Highlights & Insights

  • Blind-spot to Blind-view Transition: Single-image methods are limited by spatial continuity assumptions. LF multi-view signals provide stronger supervision because noise is rarely consistent across geometries.
  • GIM + Weight Sharing: Utilizing rotational invariance to collapse a multi-network problem into a single 4-branch network is an elegant design that saves parameters and promotes consistency.
  • Pseudo-Supervision for Depth: Using the noisy central view to supervise the refocusing module (which excludes the central view's own info) is a clever self-supervised signal for extracting geometry from noise.

Limitations & Future Work

  • The framework is strictly bound to light field geometry (disparity/refocusing) and rotational invariance, making it hard to transfer to monocular or sparse multi-view setups.
  • The 4-branch architecture requires four forward passes, introducing higher inference overhead compared to single-branch methods.
  • Geometric consistency might break in non-regular angular layouts or highly non-Lambertian scenes.
  • vs.

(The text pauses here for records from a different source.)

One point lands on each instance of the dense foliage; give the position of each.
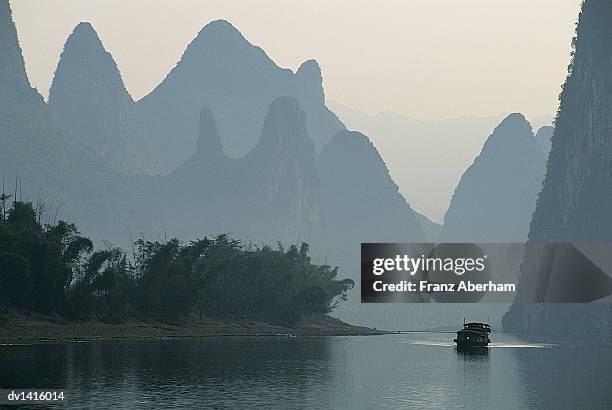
(52, 268)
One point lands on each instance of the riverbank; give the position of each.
(23, 327)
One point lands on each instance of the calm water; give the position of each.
(420, 370)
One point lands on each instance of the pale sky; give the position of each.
(428, 59)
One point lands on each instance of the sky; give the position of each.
(428, 59)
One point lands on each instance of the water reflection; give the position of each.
(396, 371)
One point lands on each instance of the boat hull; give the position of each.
(466, 344)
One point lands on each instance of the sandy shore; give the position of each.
(21, 327)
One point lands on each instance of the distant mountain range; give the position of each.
(230, 142)
(277, 190)
(575, 205)
(426, 158)
(496, 195)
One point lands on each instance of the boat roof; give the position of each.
(476, 324)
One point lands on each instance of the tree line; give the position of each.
(53, 268)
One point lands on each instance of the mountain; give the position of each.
(575, 205)
(269, 195)
(543, 138)
(220, 69)
(360, 201)
(63, 172)
(497, 194)
(430, 228)
(425, 158)
(89, 101)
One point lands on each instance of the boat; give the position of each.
(473, 335)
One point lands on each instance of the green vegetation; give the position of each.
(52, 268)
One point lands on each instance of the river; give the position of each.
(416, 370)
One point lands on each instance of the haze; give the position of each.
(428, 59)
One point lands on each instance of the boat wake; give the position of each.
(493, 345)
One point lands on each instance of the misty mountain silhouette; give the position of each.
(497, 194)
(575, 205)
(89, 101)
(360, 201)
(49, 164)
(220, 69)
(425, 158)
(544, 137)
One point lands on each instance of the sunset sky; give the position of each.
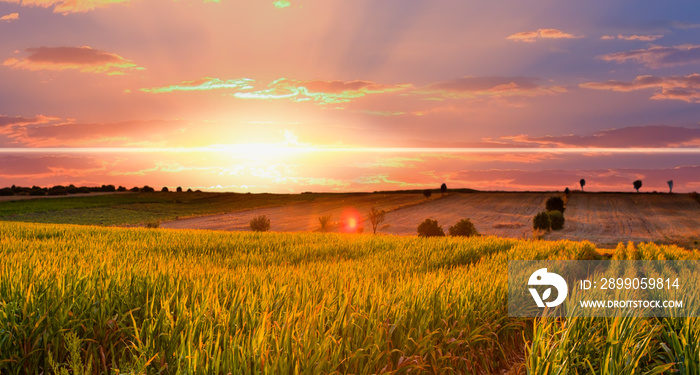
(330, 95)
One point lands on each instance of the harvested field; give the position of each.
(602, 218)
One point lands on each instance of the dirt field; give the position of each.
(604, 219)
(302, 216)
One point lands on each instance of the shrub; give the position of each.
(376, 216)
(430, 228)
(556, 219)
(541, 221)
(464, 228)
(260, 224)
(153, 224)
(555, 204)
(325, 222)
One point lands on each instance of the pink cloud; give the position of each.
(10, 17)
(658, 56)
(685, 88)
(634, 37)
(532, 36)
(84, 59)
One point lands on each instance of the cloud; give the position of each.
(10, 17)
(685, 88)
(84, 59)
(635, 136)
(658, 56)
(66, 6)
(317, 91)
(641, 38)
(531, 36)
(467, 87)
(279, 4)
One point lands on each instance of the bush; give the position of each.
(464, 228)
(541, 221)
(153, 224)
(325, 222)
(555, 204)
(556, 219)
(430, 228)
(260, 224)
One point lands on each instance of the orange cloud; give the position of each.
(10, 17)
(685, 88)
(318, 91)
(66, 6)
(84, 59)
(641, 38)
(531, 36)
(469, 87)
(658, 57)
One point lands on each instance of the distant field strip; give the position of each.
(165, 301)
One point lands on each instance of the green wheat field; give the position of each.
(85, 299)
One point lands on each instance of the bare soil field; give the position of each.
(302, 216)
(604, 219)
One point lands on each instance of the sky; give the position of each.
(329, 95)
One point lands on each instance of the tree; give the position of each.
(556, 219)
(325, 222)
(430, 228)
(555, 204)
(376, 217)
(637, 184)
(260, 224)
(542, 221)
(464, 228)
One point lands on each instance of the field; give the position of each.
(164, 301)
(602, 218)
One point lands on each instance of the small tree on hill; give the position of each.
(555, 204)
(556, 219)
(376, 217)
(637, 184)
(325, 222)
(430, 228)
(260, 224)
(464, 228)
(541, 221)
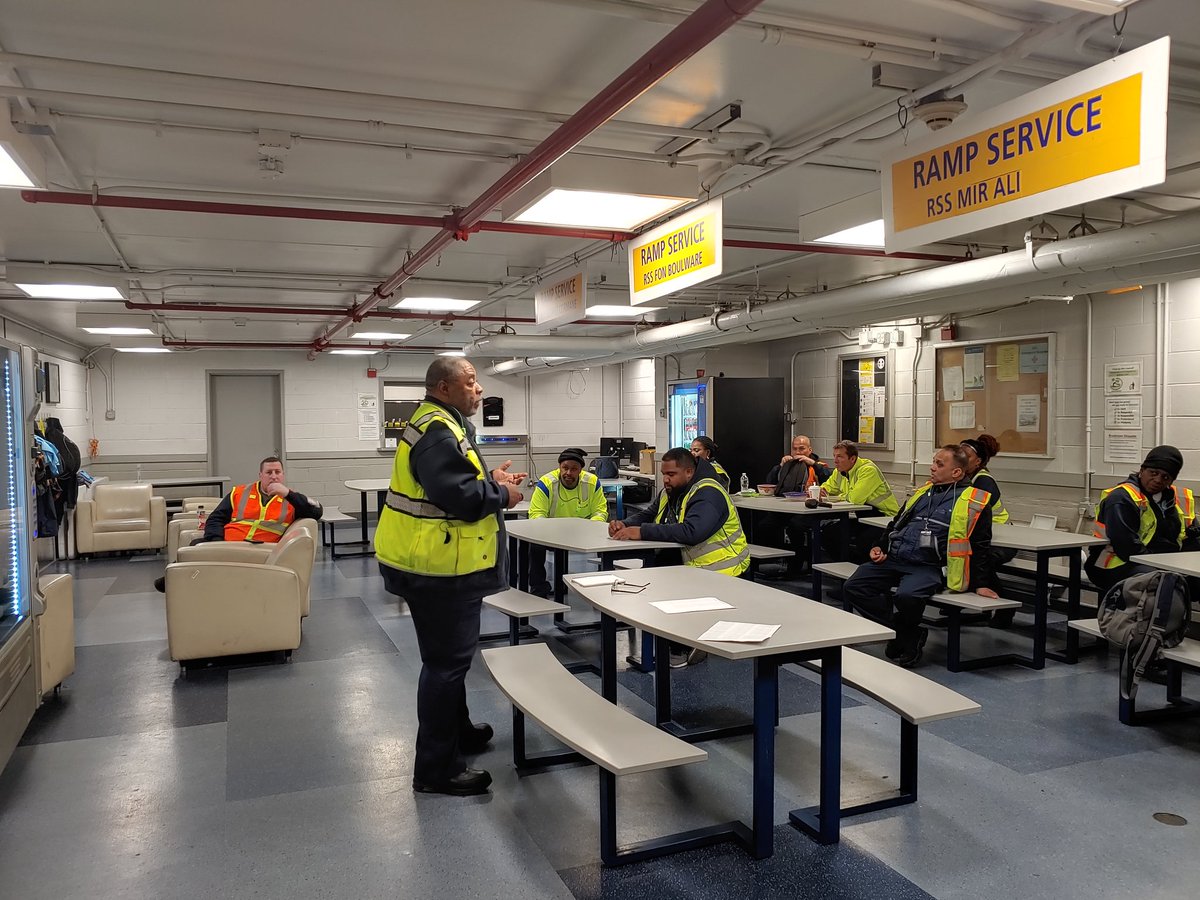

Single-image Blind-spot: Methods like B2U often blur textures or fail at edges; the blind-view approach leverages multi-view consistency to recover details in weak-texture areas.
  • vs. V2V3D: V2V3D uses two independent networks and relies on PSF; LF-BVN uses weight-sharing and consistency losses, resulting in fewer artifacts and broader applicability to standard LFs.
  • vs. Supervised Methods: LF-BVN avoids the need for clean data and shows significantly better generalization once the noise distribution changes.

Rating

  • Novelty: ⭐⭐⭐⭐⭐ Elegant extension of blind-spot to blind-view with geometric invariance.
  • Experimental Thoroughness: ⭐⭐⭐⭐ Extensive datasets and noise types; downstream depth evaluation is a plus.
  • Writing Quality: ⭐⭐⭐⭐ Clear theoretical derivation, though some details are in supplementary materials.
  • Value: ⭐⭐⭐⭐ First self-supervised framework applicable to both standard LF and LFM with high generalization.